İlk olarak sağlık teknolojileriyle başlamışlar ve omuz-kol rehabilitasyon robotu yapmışlar. Şimdilerde yürüme robotu geliştiriyorlar. Bu sayede hem felçli insanlara hem de gazilere rehabilitasyon sürecinde yardımcı olmak istiyorlar.
Pasif dış iskelet fikri nasıl ortaya çıktı?
Alper Ergin daha sonra asıl konumuza, pasif dış iskelete geçiyor ve projeyle ilgili detayları anlatmaya başlıyor…
Aslında projenin fikri Savunma Sanayii Başkanlığından çıkmış. SSB, dünya ordularının bu tip çalışmalarının olduğunu teknoloji takip çalışmaları sırasında tespit ediyor ve buna yönelik çalışma fikrini Türk Silahlı Kuvvetleri (TSK) ile paylaşıyor. TSK ile yapılan koordinasyon ve fikir alışverişleri akabinde TSK’nın pozitif motivasyon ve desteğiyle, ülkedeki altyapı incelenerek en uygun üniversite ve KOBİ ile iş birliğine gidiyor. Bu proje de benzer şekilde doğmuş.
Bu süreç bize SSB’nin kuvvet komutanlıklarıyla, kamu kurumlarıyla, özel sektörle ve üniversitelerle kurduğu bağın önemini bir kez daha gösteriyor.

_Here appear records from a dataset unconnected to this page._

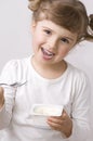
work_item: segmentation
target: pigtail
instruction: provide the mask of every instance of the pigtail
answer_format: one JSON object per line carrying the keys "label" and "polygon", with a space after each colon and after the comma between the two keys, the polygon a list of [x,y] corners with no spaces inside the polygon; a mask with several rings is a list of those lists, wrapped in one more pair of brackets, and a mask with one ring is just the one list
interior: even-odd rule
{"label": "pigtail", "polygon": [[89,16],[89,25],[85,39],[93,41],[93,14]]}
{"label": "pigtail", "polygon": [[31,11],[37,11],[42,0],[28,0],[28,1],[29,1],[28,9],[30,9]]}

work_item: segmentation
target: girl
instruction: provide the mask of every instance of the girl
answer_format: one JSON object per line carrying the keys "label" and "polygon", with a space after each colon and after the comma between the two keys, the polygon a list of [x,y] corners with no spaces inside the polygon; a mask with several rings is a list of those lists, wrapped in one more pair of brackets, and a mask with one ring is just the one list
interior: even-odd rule
{"label": "girl", "polygon": [[[2,141],[83,141],[90,132],[89,81],[64,57],[82,40],[93,40],[93,16],[78,0],[29,0],[34,54],[12,60],[0,77]],[[46,127],[34,123],[34,104],[63,105]],[[83,134],[84,133],[84,134]]]}

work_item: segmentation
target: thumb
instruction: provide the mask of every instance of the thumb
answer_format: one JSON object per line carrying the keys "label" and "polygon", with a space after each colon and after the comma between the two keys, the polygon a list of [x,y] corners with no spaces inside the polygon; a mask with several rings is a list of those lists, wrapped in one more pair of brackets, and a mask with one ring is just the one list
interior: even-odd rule
{"label": "thumb", "polygon": [[2,87],[0,87],[0,107],[3,105],[4,103],[4,90]]}

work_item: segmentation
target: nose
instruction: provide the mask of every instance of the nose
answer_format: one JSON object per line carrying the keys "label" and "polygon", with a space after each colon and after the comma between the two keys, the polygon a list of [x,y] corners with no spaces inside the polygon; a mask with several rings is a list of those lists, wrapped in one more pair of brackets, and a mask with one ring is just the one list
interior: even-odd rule
{"label": "nose", "polygon": [[56,49],[56,47],[57,47],[57,38],[56,37],[49,37],[48,47],[50,49]]}

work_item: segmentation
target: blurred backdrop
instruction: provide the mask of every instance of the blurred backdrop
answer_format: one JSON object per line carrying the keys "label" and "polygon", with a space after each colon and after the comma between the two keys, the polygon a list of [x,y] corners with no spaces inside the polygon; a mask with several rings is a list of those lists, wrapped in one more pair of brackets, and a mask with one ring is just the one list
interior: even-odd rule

[Askerin iskeletinden çantanın ağrılığını alan sistem yükün önemli kısmını doğrudan yere aktarıyor.]
Sistem ne işe yarıyor?
Projenin ortaya çıkış hikayesini dinledikten sonra en temel soruyla devam ediyoruz… Pasif dış iskelet sistemi ne işe yarıyor? Alper Ergin anlatıyor:
“Pasif Dış İskelet Sistemi aslında insanın dışına giydiği ikinci bir iskelet sistemi gibi düşünülebilir. Dış iskeletin üstüne insanın taşımasını istemediğimiz yükleri asıyoruz. Hücum yeleği, silahı, sırt çantası gibi yükleri düşünün… Dış iskelet olarak adlandırdığımız yapı kendi mekanik yapısı sayesinde yükün önemli bir kısmını doğrudan yere aktarıyor. Böylece insan üzerinde çok az bir yük kalıyor.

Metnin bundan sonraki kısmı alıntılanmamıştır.